La Prunelle : Il a dit qu’il faut changer la Constitution parce qu’elle « nous » fragilise.

Prof Mbata: Il fallait lui demander à qui il faisait allusion en parlant de « Nous »? En tout cas, pas à moi ni à la majorité du peuple congolais. Il se référait sûrement à ce que (feu) Prof Marcel Lihau désignait naguère comme une « coterie » que constitue actuellement ce groupe d’individus sans foi ni loi qui exerce le pouvoir par la force ou en violation des dispositions de la Constitution. L’article 64 de la Constitution ne nous donne guère de choix, mais nous impose plutôt le devoir patriotique de nous opposer à un tel groupe d’individus. La Constitution qui fonde la République et en fait un Etat de droit ne peut fragiliser que ceux qui rêvent d’une « monarchie présidentielle » et préfèrent un Etat de nature à l’Etat de droit caractérisé par la bonne gouvernance, le respect des droits de l’homme et la lutte contre l’impunité. Ce qui nous fragilise Nous peuple Congolais, ce n’est donc pas la Constitution que nous avions nous mêmes adoptée par référendum à plus de 80% de voix, mais ce système ou une cette « classe » politique prédatrice et obscurantiste sans grande culture politique démocratique qui a fait de la corruption, de la concussion, des détournements des deniers publics, des violations des droits de l’homme, du mensonge, de la démagogie, et de la tricherie à tous les niveaux ainsi que des fraudes constitutionnelles et électorales des principes cardinaux de sa gouvernance. En sa double qualité de Dircaba du Président de la République et de cofondateur du PPRD, Jean-Pierre Kambila n’en fait-il pas partie comme « enseignant titulaire » ou « superviseur »? Dans tous les cas, c’est cette « classe » politique médiocre qui « fragilise » notre peuple et qui doit impérativement dégager, « le plus vite possible » !

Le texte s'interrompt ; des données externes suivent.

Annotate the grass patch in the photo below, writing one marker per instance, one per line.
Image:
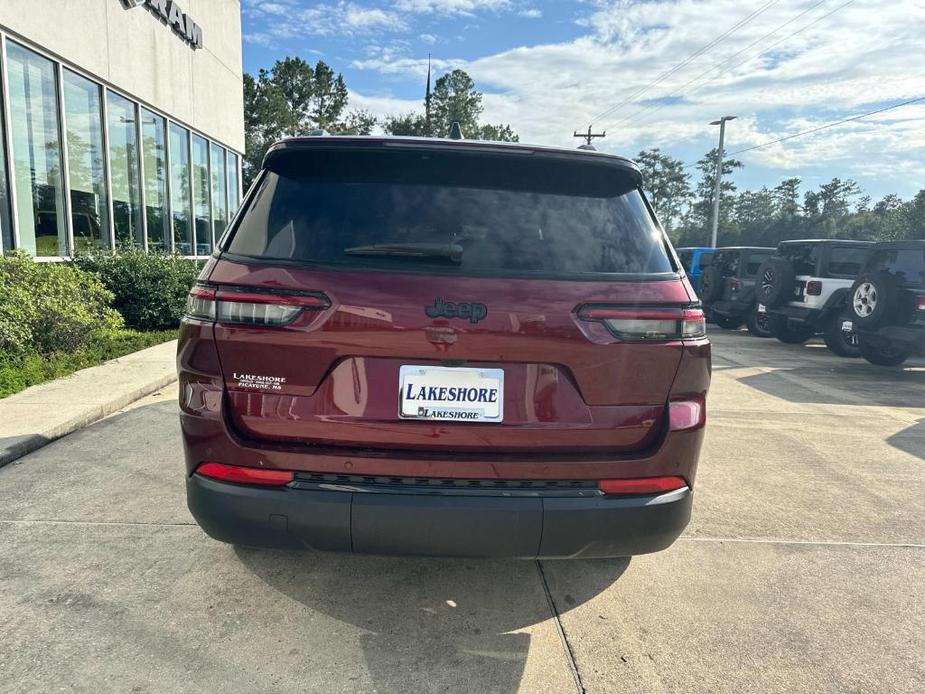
(19, 372)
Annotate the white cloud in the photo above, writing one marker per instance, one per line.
(849, 62)
(451, 7)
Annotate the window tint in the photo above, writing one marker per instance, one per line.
(804, 257)
(510, 215)
(846, 261)
(126, 182)
(907, 264)
(36, 152)
(754, 262)
(89, 206)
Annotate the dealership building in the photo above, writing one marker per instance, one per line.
(121, 124)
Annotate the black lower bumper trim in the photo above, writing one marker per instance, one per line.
(438, 525)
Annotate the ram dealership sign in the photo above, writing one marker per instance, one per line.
(171, 13)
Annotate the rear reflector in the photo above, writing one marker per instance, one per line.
(648, 323)
(248, 306)
(245, 475)
(686, 414)
(642, 485)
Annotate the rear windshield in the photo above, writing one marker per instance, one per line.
(847, 261)
(803, 256)
(907, 264)
(513, 215)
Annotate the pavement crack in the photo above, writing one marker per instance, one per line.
(560, 629)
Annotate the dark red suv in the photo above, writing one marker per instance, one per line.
(450, 348)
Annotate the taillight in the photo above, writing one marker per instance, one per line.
(249, 306)
(648, 323)
(245, 475)
(642, 485)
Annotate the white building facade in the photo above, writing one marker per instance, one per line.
(121, 124)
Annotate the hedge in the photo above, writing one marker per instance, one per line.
(150, 288)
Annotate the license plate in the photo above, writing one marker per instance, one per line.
(451, 394)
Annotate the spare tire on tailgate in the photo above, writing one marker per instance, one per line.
(873, 299)
(775, 281)
(711, 284)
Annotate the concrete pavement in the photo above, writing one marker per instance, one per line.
(43, 413)
(802, 570)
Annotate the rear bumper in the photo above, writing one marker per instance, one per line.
(438, 525)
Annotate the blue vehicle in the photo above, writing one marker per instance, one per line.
(692, 259)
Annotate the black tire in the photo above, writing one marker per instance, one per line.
(728, 323)
(775, 281)
(873, 299)
(711, 284)
(790, 335)
(841, 342)
(883, 353)
(758, 324)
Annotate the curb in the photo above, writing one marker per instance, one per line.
(15, 447)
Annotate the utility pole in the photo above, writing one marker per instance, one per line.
(427, 102)
(588, 136)
(719, 175)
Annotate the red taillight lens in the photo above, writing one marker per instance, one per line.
(245, 475)
(250, 306)
(642, 485)
(686, 414)
(648, 323)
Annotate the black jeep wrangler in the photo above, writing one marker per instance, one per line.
(727, 288)
(887, 303)
(804, 290)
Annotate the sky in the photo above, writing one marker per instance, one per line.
(651, 73)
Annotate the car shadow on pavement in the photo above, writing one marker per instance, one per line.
(846, 382)
(433, 624)
(910, 440)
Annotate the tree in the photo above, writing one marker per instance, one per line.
(454, 98)
(293, 98)
(665, 183)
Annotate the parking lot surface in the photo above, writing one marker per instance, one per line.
(803, 568)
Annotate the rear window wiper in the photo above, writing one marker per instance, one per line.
(447, 251)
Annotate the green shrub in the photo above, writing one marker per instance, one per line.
(50, 307)
(150, 288)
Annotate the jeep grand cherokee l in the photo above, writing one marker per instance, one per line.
(429, 347)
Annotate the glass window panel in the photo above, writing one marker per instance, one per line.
(154, 149)
(123, 161)
(180, 201)
(36, 152)
(202, 201)
(84, 121)
(6, 223)
(234, 196)
(219, 191)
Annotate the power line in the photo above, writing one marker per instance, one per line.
(827, 126)
(668, 73)
(725, 61)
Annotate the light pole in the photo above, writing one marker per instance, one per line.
(719, 175)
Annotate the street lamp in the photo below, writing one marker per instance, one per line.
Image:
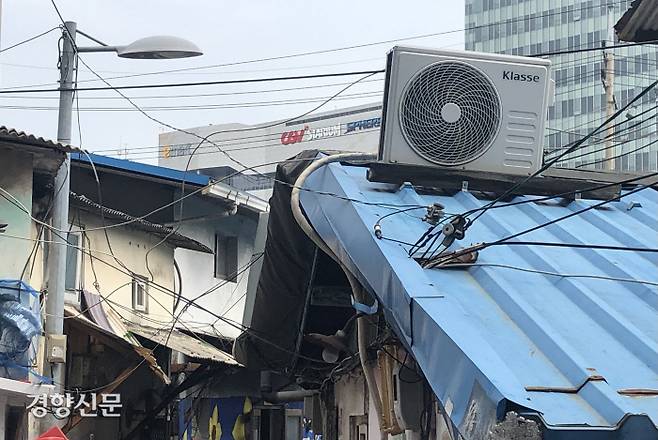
(161, 47)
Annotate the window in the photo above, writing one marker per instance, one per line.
(226, 257)
(73, 274)
(140, 293)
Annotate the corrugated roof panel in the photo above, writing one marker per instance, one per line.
(11, 134)
(168, 174)
(566, 334)
(188, 345)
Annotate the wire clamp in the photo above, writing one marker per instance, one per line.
(365, 309)
(434, 214)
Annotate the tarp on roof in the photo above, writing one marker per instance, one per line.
(281, 292)
(568, 335)
(189, 345)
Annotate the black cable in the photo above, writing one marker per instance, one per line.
(633, 151)
(578, 246)
(590, 49)
(485, 245)
(233, 105)
(28, 40)
(198, 83)
(198, 95)
(427, 235)
(567, 151)
(358, 46)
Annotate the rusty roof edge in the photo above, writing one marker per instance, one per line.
(173, 237)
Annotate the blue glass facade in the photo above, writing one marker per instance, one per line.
(528, 27)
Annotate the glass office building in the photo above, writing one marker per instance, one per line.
(529, 27)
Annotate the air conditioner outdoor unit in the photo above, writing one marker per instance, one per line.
(466, 110)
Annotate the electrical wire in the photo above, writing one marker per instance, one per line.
(555, 274)
(20, 43)
(197, 83)
(317, 52)
(608, 159)
(485, 245)
(197, 107)
(575, 146)
(427, 236)
(200, 95)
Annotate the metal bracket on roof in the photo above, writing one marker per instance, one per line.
(365, 309)
(566, 390)
(632, 205)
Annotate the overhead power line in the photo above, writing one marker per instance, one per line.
(352, 47)
(20, 43)
(200, 83)
(228, 105)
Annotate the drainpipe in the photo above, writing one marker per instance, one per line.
(357, 291)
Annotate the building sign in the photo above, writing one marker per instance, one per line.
(176, 150)
(363, 124)
(293, 137)
(312, 134)
(324, 132)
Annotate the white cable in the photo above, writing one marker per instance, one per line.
(354, 283)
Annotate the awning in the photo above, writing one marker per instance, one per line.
(125, 341)
(188, 345)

La Prunelle : « Que faire ? » C’est la dernière question que nous posons en nous inspirant du titre d’un célèbre ouvrage de Lénine que le professeur des universités a certainement lu à plusieurs fois.

Prof Mbata : Tout n’était pas négatif dans les propos de Jean-Pierre Kambila. Pas seulement de Que Faire de Lénine, le peuple « fragilisé par les médiocres » et non pas par la Constitution peut aussi s’inspirer utilement du tweet de Jean-Pierre Kambila en décidant de les « changer » « le plus vite possible ». Curieusement, c’est son propre Dircaba qui vient renforcer le concept de Transition sans Kabila (TSK). Toutefois, contrairement à Jean-Pierre et aux siens qui se moquent de l’Etat de droit démocratique en pensant qu’«Il n’y a pas de raisons démocratiques à attendre », le changement sans délai de tous les médiocres sera conforme à l’Article 64 de la Constitution.